If your business finds itself in this unfortunate position, you should be aware of the Worker Adjustment and Retraining Notification (WARN) Act. Passed in 1988, this legislation was adopted to protect against the harshness of sudden job loss and help employees prepare to find new jobs — particularly if some training is needed to expand their employment opportunities. Failing to provide the required notification to laid off workers could result in serious legal issues.

In fact, one major law firm that represents employers in labor disputes recently alerted its clients that the next few months “may become a hurricane season of sorts as WARN Act litigation could flood the courts.”

Who Is Affected?

The WARN Act mostly applies to companies with at least 100 full-time employees (Note: some states, such as Wisconsin, Tennessee and New York, use a 50-employee threshold).
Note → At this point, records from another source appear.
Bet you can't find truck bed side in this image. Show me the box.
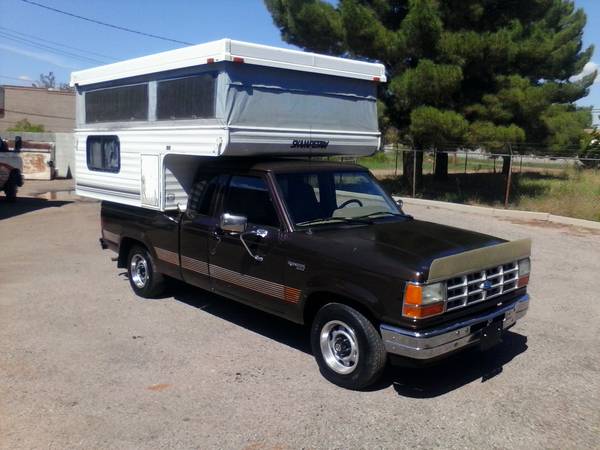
[100,202,181,279]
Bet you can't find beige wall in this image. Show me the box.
[0,86,75,133]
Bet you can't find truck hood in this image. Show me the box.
[298,219,505,279]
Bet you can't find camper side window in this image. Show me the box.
[156,73,216,120]
[86,136,121,173]
[85,84,148,123]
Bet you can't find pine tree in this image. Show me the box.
[265,0,596,185]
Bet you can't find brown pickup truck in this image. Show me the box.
[101,158,531,389]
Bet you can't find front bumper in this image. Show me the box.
[380,294,529,360]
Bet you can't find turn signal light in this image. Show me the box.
[402,283,446,319]
[402,303,444,319]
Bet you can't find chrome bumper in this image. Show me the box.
[380,295,529,359]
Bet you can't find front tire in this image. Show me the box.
[127,245,165,298]
[311,303,387,389]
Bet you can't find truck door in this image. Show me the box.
[179,172,228,289]
[209,174,299,315]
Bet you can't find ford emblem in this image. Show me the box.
[479,280,492,291]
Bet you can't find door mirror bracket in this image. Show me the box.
[240,228,269,262]
[219,213,248,234]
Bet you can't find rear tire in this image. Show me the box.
[127,245,165,298]
[311,303,387,390]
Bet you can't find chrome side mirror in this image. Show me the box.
[219,213,248,234]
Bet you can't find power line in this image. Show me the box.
[0,31,106,64]
[0,26,117,61]
[4,109,75,120]
[0,75,33,84]
[21,0,193,45]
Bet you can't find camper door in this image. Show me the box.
[140,155,160,209]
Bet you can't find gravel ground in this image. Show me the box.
[0,181,600,449]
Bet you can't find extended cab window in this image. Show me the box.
[186,172,220,217]
[223,176,279,227]
[277,171,401,227]
[86,136,121,173]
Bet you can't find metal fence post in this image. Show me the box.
[504,144,512,209]
[519,155,523,173]
[413,148,417,198]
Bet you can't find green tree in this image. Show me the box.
[31,72,73,91]
[6,119,46,133]
[265,0,596,185]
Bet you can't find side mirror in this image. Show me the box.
[219,213,248,233]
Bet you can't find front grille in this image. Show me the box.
[446,262,519,311]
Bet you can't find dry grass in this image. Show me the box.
[515,170,600,221]
[382,169,600,221]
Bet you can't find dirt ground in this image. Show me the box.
[0,181,600,449]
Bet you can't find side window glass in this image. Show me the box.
[186,173,219,217]
[223,176,279,227]
[86,136,121,173]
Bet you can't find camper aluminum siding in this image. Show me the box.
[72,40,385,210]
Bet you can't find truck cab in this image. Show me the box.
[101,157,530,389]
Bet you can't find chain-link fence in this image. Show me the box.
[332,147,600,220]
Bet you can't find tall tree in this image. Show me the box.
[265,0,596,185]
[31,72,73,91]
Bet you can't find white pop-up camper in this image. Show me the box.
[71,39,385,211]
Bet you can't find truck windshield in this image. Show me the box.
[276,171,403,227]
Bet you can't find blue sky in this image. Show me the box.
[0,0,600,112]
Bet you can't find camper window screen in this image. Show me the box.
[156,73,215,120]
[86,136,121,173]
[85,84,148,123]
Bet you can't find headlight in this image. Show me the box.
[402,283,446,319]
[517,258,531,287]
[519,258,531,278]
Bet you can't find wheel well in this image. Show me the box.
[304,291,378,325]
[117,237,147,268]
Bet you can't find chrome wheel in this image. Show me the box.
[320,320,359,375]
[129,253,150,289]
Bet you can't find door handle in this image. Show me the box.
[240,228,269,262]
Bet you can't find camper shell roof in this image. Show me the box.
[71,39,386,86]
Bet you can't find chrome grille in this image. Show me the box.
[446,262,519,311]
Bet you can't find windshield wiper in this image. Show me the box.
[296,217,373,227]
[356,211,406,219]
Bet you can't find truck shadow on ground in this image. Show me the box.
[170,280,527,398]
[0,196,72,220]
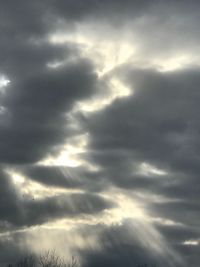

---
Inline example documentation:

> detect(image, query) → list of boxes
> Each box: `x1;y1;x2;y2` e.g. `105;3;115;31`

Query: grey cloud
77;66;200;266
0;60;97;163
82;220;179;267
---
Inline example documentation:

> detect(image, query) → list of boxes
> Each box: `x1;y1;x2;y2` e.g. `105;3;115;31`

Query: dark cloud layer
0;0;200;267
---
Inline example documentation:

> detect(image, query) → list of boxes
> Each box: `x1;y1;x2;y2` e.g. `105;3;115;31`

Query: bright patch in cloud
139;162;167;176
Even if your business is currently under the threshold, it’s still beneficial to be aware of the implications of the WARN Act in the event you are subject to its rules in the future.
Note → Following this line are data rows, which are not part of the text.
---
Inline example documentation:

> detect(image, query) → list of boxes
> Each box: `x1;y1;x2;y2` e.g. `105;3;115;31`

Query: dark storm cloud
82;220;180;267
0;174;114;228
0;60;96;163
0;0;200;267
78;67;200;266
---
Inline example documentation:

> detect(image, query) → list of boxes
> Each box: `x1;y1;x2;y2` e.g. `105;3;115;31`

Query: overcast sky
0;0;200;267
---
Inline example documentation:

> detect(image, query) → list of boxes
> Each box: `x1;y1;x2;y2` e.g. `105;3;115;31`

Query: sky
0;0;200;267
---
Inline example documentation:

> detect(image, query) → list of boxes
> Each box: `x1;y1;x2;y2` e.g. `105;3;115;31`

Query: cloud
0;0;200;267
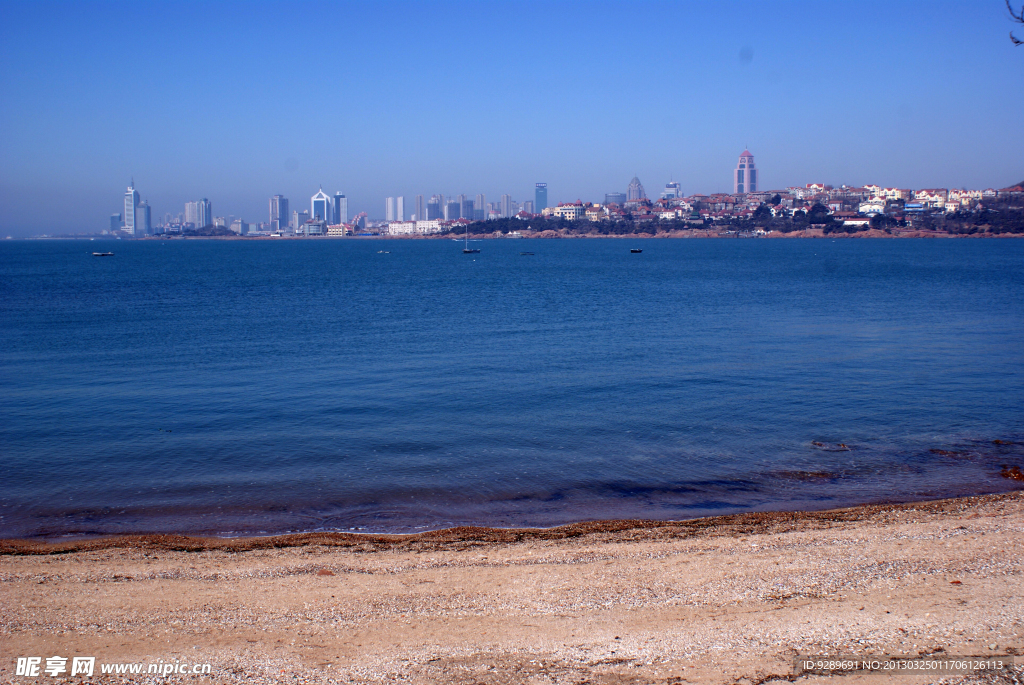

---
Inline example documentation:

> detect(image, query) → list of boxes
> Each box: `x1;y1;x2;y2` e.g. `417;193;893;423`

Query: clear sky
0;0;1024;236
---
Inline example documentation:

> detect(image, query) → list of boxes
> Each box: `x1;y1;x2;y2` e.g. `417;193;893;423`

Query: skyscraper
135;200;153;238
444;200;461;221
534;183;548;212
125;178;138;236
270;195;289;231
196;198;213;228
334;190;348;226
309;186;334;221
662;181;683;200
626;176;647;202
732;149;758;195
427;195;444;221
459;195;473;221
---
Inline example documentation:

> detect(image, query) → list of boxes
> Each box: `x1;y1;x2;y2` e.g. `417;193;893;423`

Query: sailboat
462;223;480;255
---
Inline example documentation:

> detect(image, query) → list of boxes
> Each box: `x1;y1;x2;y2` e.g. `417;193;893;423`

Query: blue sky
0;0;1024;236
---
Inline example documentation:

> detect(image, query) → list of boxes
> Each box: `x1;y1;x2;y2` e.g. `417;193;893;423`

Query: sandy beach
0;493;1024;685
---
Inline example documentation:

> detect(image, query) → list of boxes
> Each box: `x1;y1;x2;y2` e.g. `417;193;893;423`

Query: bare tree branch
1007;0;1024;45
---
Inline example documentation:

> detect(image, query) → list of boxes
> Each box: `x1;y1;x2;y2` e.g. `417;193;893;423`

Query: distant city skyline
0;0;1024;236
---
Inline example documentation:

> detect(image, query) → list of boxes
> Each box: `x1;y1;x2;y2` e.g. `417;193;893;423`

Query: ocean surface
0;240;1024;538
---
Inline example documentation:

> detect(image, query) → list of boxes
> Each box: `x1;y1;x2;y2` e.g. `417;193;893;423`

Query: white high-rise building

While the number of part-time employees doesn’t count towards the 100 person threshold, part-timers who are expected to be laid off must also be notified.

According to the Department of Labor (DOL), workers not entitled to WARN Act warnings include those on strike or locked out in a labor dispute, workers “on temporary projects or facilities of the business who clearly understand the temporary nature of the work when hired,” and “contract employees assigned to the business but who have a separate employment relationship with another employer and are paid by that other employer.”

When Is Noticed Required?

While it’s best practice to be as transparent as possible with employees in regards to their job status and your company’s plans, the WARN Act outlines specific criteria when notice is required.
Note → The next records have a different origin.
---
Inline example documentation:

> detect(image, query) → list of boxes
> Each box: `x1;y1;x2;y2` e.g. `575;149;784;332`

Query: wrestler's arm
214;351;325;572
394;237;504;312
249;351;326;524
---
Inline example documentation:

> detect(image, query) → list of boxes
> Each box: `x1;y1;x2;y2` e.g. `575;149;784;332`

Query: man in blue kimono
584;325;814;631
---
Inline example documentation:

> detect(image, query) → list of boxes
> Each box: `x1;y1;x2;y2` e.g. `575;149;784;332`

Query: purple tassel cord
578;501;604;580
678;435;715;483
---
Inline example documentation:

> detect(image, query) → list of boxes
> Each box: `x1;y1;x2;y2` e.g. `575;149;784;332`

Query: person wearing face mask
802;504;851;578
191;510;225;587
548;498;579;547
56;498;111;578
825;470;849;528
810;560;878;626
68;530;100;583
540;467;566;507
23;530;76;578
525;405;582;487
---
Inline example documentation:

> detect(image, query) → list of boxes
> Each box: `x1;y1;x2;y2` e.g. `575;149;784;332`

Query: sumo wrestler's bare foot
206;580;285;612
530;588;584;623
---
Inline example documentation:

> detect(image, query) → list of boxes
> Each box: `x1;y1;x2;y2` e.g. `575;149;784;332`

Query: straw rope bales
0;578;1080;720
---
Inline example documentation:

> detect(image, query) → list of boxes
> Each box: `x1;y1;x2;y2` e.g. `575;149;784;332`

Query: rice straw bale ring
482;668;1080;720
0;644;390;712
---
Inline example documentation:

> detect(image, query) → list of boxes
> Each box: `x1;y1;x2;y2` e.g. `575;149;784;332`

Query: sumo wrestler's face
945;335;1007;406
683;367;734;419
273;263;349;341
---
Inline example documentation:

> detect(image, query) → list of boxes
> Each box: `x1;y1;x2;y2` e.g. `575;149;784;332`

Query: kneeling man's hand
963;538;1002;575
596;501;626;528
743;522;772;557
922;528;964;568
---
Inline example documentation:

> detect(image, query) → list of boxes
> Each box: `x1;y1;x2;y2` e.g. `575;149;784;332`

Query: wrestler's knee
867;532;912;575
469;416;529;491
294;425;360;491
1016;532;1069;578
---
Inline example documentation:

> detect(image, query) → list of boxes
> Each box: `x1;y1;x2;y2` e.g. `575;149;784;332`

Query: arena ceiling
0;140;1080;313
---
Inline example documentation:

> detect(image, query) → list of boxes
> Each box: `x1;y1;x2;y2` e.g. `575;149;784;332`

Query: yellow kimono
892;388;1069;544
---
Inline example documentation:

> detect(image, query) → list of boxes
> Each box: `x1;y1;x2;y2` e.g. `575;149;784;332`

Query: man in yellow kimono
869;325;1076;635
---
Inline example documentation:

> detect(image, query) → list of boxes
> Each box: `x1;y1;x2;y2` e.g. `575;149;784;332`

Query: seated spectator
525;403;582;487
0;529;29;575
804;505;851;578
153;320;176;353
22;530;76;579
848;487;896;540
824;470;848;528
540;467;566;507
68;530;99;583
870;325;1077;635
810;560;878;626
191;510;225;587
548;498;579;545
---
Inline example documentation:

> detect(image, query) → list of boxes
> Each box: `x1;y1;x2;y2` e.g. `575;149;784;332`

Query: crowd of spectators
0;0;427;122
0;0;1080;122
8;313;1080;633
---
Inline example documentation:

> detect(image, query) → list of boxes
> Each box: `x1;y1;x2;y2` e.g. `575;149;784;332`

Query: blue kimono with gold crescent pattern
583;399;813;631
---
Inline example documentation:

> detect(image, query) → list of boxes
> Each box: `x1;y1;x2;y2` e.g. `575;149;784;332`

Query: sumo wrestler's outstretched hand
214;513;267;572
According to the Maine Department of Labor, the WARN Act requires employers with 100 or more full-time employees to provide 60 days notice in advance of mass layoffs if they:

  • Close a facility of 50 or more workers
  • Discontinue an operating unit of 50 or more workers
  • Lay off 50 to 499 workers, and these layoffs constitute 33% of the total work force at a single employment site
  • Lay off 500 or more workers at a single employment site

When notifications are required, they go to impacted employees and to local “rapid response” offices within state employment offices. These offices work with the U.S. Department of Labor’s Employment Training Administration to assist laid-off workers. Such offices might also offer support for laid-off workers, even if their employers aren’t subject to the WARN Act.

Exceptions to the WARN Act

There are three important exceptions to the WARN Act’s notification requirements. The first is when a natural disaster forces operations to stop. The second applies to “faltering” companies that are “actively seeking capital in good faith” and believe giving a notice of an impending mass layoff would preclude their ability to secure financing. The third exception is particularly relevant given the current COVID-19 pandemic. It exempts employers due to “unforeseeable business circumstances” that are “sudden, dramatic, unexpected and outside of the employer’s control.”

The COVID-19 Factor

The forced shutdown of businesses in Maine and many parts of the nation during the early phase of the pandemic would likely fall under the third exception to the WARN Act. However, now that we’re over nine months into the pandemic (along with its associated shutdowns and impacts), its applicability may be less certain.

The law firm mentioned earlier that predicted the spike in WARN Act litigation offered this warning: “With every passing day, the viability of the unforeseen business circumstances exception becomes weaker.”

To be safe, if your business may have to make mass layoffs that would fall under the requirements outlined by the WARN Act, it’s best to contact your legal advisor to ensure your bases are appropriately covered.